CtDNA tespiti, VTE riskinin bağımsız bir göstergesi olarak bulunmuş ve geleneksel risk skorlarından daha başarılı olmuştur. Gerçek dünya verilerinde, ctDNA pozitif hastalarda (n = 2.522) antikoagülasyon yani kan sulandırıcı kullanımı, VTE yani pıhtı oranlarını azaltmış, ancak ctDNA negatif hastalar (n = 1.619) için antikoagülasyon fayda sağlamamıştır.

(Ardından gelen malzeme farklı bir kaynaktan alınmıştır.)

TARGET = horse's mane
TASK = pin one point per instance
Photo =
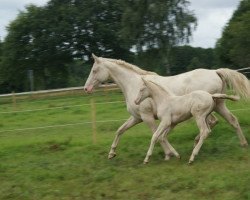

Bu bulgular, ctDNA testlerinin VTE risk sınıflandırmasını iyileştirebileceğini desteklemektedir. Yani, kanser hastalarında ctDNA testi yaparak pozitif çıkan hastalara kan sulandırıcı vererek pıhtı gelişimini önlemek mümkün olabilir. Bu çalışma sonuçlarını doğrulamak için daha güçlü, randomize prospektif çalışmalara ihtiyaç duyulmaktadır.